World Backup Day just whisked by with little fanfare. And that is not surprising. Compared to topics like ChatGPT, datafication, Extended Reality, backup is a non-starter as a conversation piece among consumers and users of data.
As a geezer in the tech world, I thought it made sense to look back at where backup started to see where we are headed as we come out of the pandemic.
History of backup
A backup may have its roots in the punch card – a piece of paper with holes in it that was first used in the United States as part of the country's census exercise in 1880. Its success in the 1890 census paved the way for the founding of the Computing-Tabulating-Recording Company (CTR) in 1911, renamed in 1924 to International Business Machine (IBM).
The magnetic tape came to replace the punch because the media was re-writable, in addition to one roll of magnetic tape replacing 10,000 punch cards. Taking the same charged material but putting it on a flat media, floppy disk, meant data could be stored and recorded instantly.
Hard drives were just extremely denser versions of floppies, and solid-state drives – the purely electronic evolution of hard drives. And of course, these days we have the cloud where organisations are learning to run not only their applications but store their data as well – regulations willing it.
So, in the age of heterogeneous, distributed computing, where data exists in many forms, is stored on different devices – with some in a near-constant state of change – and criminal elements relentlessly looking for ways to acquire it, how do you protect data?
Do what Ukraine practice almost religiously – backup your data. It may sound old school and archaic but Rob Joyce, director of the US National Security Agency's cyber security arm, speaking at the Silverado Policy Accelerator summit, attributes the ability of Ukraine to get back following cyberattacks.
He pointed out that "Ukraine has been under tremendous cyber pressure for years, long before the invasion. And so they, by necessity, had to learn from that. They got religious about backups; they got to the point where their sysadmins understood how to respond to a breach, clean up, and move on. They were practised."
FutureCIO spoke to Clement Lee, security solutions architect at Check Point Software Technologies, for his take on backup strategies, practices and trends.
It’s been 12 years since World Backup Day was first observed. What are the top 3 changes since as viewed from technology, operations, sentiment
Clement Lee: Backups from 12 years ago have changed significantly as the mode of IT operations has also changed drastically. This is largely due to the proliferation and adoption of cloud technologies, with the promise of better management and availability.

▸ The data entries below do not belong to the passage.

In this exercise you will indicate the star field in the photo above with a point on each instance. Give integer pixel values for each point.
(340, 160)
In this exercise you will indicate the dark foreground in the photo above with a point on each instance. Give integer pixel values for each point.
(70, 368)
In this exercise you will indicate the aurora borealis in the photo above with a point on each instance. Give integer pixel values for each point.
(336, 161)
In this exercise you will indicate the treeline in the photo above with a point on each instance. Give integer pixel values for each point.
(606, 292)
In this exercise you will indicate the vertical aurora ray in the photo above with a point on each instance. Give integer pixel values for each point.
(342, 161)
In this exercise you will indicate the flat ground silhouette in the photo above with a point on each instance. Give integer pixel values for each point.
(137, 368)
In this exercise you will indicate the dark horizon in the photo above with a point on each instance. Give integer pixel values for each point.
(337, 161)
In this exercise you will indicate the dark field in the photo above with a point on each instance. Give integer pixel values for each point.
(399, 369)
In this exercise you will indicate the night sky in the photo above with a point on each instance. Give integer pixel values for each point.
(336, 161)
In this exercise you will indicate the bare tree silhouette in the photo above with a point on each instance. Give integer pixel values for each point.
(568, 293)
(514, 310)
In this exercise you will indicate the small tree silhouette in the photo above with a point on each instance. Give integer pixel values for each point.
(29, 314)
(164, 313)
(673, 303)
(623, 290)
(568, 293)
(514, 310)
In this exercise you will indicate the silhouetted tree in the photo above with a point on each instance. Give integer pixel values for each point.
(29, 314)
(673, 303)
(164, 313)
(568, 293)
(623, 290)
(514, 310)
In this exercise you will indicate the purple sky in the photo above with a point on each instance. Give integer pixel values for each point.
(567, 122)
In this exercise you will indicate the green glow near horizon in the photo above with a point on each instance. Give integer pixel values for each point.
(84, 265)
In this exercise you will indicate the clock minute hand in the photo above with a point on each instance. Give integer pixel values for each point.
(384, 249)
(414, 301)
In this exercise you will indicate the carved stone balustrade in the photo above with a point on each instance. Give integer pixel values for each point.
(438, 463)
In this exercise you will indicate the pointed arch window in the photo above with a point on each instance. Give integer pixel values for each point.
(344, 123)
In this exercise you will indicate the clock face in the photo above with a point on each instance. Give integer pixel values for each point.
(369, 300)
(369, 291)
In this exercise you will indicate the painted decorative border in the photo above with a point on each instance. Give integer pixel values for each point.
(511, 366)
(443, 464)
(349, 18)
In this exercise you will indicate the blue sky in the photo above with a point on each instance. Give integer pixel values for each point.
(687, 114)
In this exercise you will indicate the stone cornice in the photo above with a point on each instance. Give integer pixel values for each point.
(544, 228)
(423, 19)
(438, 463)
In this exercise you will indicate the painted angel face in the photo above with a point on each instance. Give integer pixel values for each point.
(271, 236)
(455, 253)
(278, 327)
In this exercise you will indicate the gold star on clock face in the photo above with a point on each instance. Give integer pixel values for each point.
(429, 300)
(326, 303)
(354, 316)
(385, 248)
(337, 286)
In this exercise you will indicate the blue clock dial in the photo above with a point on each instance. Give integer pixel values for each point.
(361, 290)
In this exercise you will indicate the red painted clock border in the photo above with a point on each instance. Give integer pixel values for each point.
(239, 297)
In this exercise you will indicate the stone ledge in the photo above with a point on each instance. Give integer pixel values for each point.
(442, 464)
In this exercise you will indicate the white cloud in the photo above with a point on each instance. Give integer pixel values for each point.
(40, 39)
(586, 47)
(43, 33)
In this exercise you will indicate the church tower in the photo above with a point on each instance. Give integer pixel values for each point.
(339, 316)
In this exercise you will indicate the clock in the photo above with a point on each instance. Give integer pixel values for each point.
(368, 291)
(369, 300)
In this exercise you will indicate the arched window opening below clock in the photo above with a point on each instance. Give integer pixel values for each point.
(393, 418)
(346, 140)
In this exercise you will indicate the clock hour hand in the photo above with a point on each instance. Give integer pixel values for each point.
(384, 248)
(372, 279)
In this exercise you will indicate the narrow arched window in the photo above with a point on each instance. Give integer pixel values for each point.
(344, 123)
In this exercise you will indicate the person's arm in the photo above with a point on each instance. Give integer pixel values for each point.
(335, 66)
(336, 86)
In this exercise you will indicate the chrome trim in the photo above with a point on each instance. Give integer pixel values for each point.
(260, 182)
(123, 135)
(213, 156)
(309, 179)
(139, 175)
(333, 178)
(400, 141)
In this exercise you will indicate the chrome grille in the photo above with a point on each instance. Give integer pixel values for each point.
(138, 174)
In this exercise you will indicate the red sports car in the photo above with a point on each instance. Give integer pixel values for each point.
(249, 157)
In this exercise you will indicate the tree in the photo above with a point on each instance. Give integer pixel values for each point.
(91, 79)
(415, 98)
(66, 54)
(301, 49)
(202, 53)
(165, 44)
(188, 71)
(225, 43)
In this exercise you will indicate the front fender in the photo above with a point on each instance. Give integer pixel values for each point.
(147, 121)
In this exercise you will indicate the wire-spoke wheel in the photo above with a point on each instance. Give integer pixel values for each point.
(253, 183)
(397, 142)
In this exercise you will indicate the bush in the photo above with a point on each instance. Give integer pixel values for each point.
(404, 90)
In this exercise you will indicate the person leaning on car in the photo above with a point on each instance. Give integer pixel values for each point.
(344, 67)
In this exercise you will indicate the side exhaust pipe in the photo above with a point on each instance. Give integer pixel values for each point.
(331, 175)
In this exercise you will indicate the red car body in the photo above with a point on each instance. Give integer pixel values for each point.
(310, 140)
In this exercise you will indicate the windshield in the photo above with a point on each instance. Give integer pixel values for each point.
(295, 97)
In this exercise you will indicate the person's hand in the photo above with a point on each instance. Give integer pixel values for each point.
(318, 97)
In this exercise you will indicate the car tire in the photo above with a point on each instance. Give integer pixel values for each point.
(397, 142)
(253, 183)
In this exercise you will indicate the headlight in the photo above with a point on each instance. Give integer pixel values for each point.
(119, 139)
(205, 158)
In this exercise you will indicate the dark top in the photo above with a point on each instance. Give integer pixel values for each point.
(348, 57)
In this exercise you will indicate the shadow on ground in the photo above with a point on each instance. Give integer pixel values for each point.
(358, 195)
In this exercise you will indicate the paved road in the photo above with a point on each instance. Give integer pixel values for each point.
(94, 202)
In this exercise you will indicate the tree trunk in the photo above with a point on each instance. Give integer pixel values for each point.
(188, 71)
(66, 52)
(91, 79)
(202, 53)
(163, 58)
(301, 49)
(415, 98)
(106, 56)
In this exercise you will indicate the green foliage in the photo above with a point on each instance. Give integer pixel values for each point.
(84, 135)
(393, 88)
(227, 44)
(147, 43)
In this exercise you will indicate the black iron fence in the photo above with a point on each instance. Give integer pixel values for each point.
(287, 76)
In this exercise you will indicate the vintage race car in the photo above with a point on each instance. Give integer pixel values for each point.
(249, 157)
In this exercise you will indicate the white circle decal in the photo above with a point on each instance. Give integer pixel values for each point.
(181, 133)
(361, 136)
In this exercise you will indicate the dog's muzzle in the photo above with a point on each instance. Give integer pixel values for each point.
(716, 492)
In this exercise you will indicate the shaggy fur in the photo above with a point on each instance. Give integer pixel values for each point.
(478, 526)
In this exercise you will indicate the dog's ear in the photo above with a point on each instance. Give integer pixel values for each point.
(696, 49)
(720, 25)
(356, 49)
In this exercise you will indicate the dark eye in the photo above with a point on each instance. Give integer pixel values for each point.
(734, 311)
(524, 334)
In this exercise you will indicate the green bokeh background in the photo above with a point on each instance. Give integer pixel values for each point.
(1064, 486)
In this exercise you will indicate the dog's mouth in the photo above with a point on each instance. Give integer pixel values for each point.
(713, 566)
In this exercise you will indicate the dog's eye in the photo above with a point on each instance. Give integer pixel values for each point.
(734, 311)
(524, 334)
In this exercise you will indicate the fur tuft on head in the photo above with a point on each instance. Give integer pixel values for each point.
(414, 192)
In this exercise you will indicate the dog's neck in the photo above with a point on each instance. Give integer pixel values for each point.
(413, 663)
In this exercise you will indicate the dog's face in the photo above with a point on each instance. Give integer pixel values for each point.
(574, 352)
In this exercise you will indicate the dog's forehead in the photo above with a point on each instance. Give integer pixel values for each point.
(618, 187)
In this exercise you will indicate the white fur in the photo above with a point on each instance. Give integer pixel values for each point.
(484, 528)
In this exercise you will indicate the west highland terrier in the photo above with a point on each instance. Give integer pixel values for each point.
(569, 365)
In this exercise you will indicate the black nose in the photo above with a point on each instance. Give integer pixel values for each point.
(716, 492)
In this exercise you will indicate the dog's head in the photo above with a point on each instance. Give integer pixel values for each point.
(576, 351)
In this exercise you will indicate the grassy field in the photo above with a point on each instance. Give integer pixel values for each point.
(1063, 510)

At Check Point Software Technologies, we are seeing many companies downplay the importance of backup as they feel that it is “the responsibility” of the cloud provider to maintain the availability of the assets. However, many miss out on the other principles of data security, which are primarily integrity and confidentiality.
Expanding from that, authentication and non-repudiation have been ignored which as well is dependent on the industry and applicable national laws surrounding each vertical.
"Most organisations lack remediation strategies, regardless of whether it is an organisation-wide malware infestation or a wide-scale ransomware infiltration."
Clement Lee
When consultants and experts say that we are likely already breached today, it implies some of our backups may be compromised already. What happens then?
Clement Lee: When a breach is discovered, likely, such attacks or infiltration by criminals have probably been happening for some time. This is where risk management and business continuity planning come into play.
Understanding the potential consequences, risks and development of a response plan should be planned out by businesses from the get-go. From locking down access to the cessation of further spread and a comprehensive remediation strategy — there is no silver bullet, but it is best for organisations to already have a response strategy that is in place with risk posturing studied and reviewed periodically.
Most workers probably see backup as an IT job. How do you make backup a company-wide practice without introducing additional friction to the way of work?
Clement Lee: In the past few years, we have seen SaaS providers (such as Microsoft 365) bundle inexpensive and massive cloud storage into their offerings. There should not be any reason why backup is not convenient or resilient.
However, the organisation should always contemplate the other principles of data security as well as mitigation strategies for prolific data-centric security risks, such as ransomware. As for system-based backup strategies, there are also cloud-based solutions that may prove to be more convenient and cost-effective, in most circumstances.
Individual organisations should review the management and operations CAPEX and OPEX of cloud-based versus “traditional” backup solutions with a serious emphasis on Recovery Point Objectives (RPO) and Recovery Time Objectives (RTO) effectiveness.
Given that data is scattered across device, edge, core and cloud, is it feasible to have one overarching data backup strategy and will it involve a massive overhaul of existing strategies in 2023 and beyond?
Clement Lee: The discussion on the rigour of data discovery, classification and management is almost exclusive to the most mature of organisations. In most instances, it may not be feasible to stick to an overarching data backup strategy across organisations, not to mention how it increases in difficulty met with more complex environments.
Perhaps, companies can benefit from establishing an overarching data backup principle or objective and use it as a guideline in their strategy instead. With that said, there is unlikely to be an overhaul but hopefully, a revolution to awareness of the need for backing up during World Backup Day.